Не раз являлся на улицу Кондратюка созерцать лошадь и собаку Петр Иванович Дробный. Дробный ставил красную «тоёту» на Цандера у районной поликлиники и проходил во двор Каштанова. Во дворе под яблонями и вишнями стараниями дяди Вали когда-то были поставлены лавочки. Дробный созерцал иногда стоя, иногда сидя на лавочке, иногда и опустив веки, и куда длительнее, чем на Сретенском бульваре. Будто бы Петр Иванович и не обращал теперь внимания на ход делового времени. Однажды Дробный, возвращаясь сознанием или духом в гвалт и спешку Москвы, стал говорить Михаилу Никифоровичу о непостижимости жизни и о том, что лишь созерцанием можно совместить себя с великим и непостижимым, достичь – хоть в немногом – очищения, возвышения духа, сотворить – хоть ненадолго – в себе гармонию души, совершенно невозможную в мгновения, когда тебя обдает грязью трамвай или когда к тебе проявляет интерес автоинспекция. При этом Дробный полагал, что созерцание и недеяние и есть наилучшее состояние человека, деяниями же своими он может лишь все испортить в мире. Однако Михаил Никифорович не мог не сказать, что житейская практика Петра Ивановича отчасти противоречит его положениям. «Да, да! – горестно согласился Дробный. – Да!» Это какому-нибудь Ван Вэю можно было удалиться к горам, водам и туманам и там лишь созерцать, а нам-то каково? Нам-то приходится крутиться! Крутиться! Крутиться! Впрочем, мясные ряды Дробный оставил, каскадером на студии Горького лишь прирабатывал, искал нового приложения сил. К тому же натура его еще не остыла, еще полностью не была готова к сплошному созерцанию. И было дано понять Михаилу Никифоровичу, отчего Дробный вдруг разоткровенничался перед ним: в надежде на откровенность Михаила Никифоровича. Не будет ли третьего пришествия известной особы? Не восстановится ли Палата Останкинских Польз? Устал Дробный в делах на улице Цандера, однако жалел, жалел, что дела эти оборвались. Но что мог сказать Дробному Михаил Никифорович? Ничего.

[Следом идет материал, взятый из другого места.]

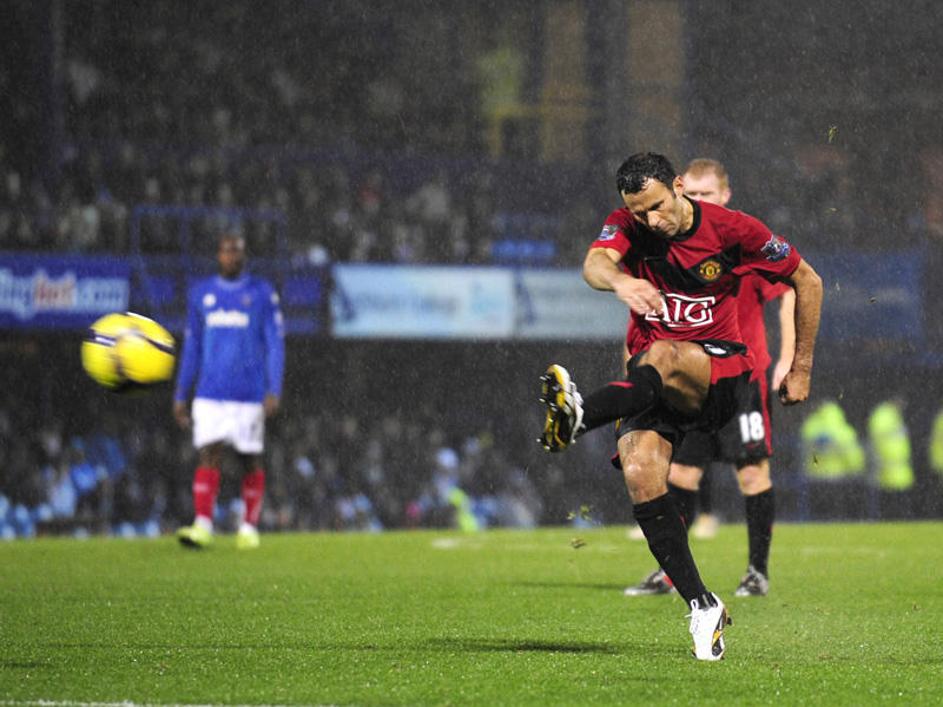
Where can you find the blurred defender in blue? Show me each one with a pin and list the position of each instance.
(232, 364)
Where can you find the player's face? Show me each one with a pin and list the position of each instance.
(231, 257)
(706, 187)
(658, 207)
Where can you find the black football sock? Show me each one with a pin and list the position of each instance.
(668, 541)
(761, 510)
(704, 496)
(639, 391)
(686, 502)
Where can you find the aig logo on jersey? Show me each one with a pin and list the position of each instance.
(680, 312)
(710, 270)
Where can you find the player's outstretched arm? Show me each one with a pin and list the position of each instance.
(808, 286)
(787, 337)
(601, 272)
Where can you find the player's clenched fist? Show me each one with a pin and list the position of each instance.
(640, 295)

А вот доктор Шполянов нисколько не жалел о прекращении останкинских приключений. И вовсе о них ничего не помнил. Однажды я бестактно поинтересовался у Шполянова, отдыхавшего после операций, весело ли было ему гулять наемным котом или утомительно. «Каким наемным котом? – удивился Шполянов. – Бред какой-то! С чего бы вдруг – наемным котом?» И он задремал в кресле.